Asthma is the most common long-term disease of children, but adults have asthma, too. Asthma causes repeated episodes of wheezing, breathlessness, chest tightness, and nighttime or early morning coughing. If you have asthma, you have it all the time, but you will have asthma attacks only when something bothers your lungs. You can control your asthma by knowing the warning signs of an attack, staying away from things that trigger an attack, and following the advice of your health-care provider. When you control your asthma, you won’t have symptoms like wheezing or coughing; you’ll sleep better; you won’t miss work or school; you can take part in all physical activities; and you won’t have to go to the hospital. To learn more about how you can control your asthma, visit CDC’s asthma site.

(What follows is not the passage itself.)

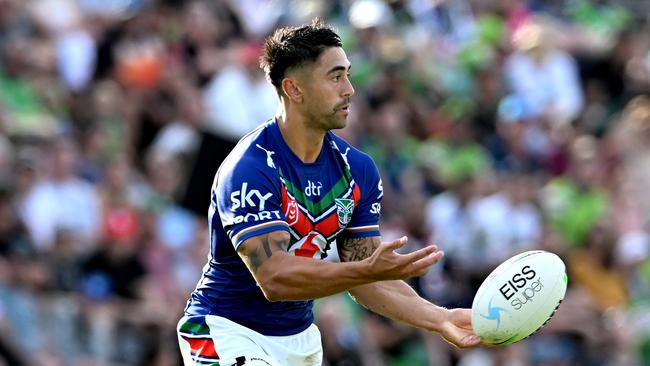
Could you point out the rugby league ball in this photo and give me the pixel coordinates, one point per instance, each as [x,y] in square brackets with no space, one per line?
[519,297]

Asthma can be hard to diagnose, especially in children less than 5 years of age. In most cases, we don’t know what causes asthma, and we don’t know how to cure it. If someone in your family has asthma, you are more likely to have it. Regular physical checkups that include checking your lung function and checking for allergies can help your health-care provider make the right diagnosis. With your health-care provider’s help, you can make your own asthma management plan so that you know what to do based on your own symptoms. The important thing to remember is that you can control your asthma.
The Task Force on Community Preventive Services, an independent, nonfederal, volunteer body of public health and prevention experts appointed by the Director of CDC, recently recommended the use of home-based multi-trigger, multicomponent interventions with an environmental focus for children and adolescents with asthma. These interventions involve home visits by trained personnel to conduct two or more activities.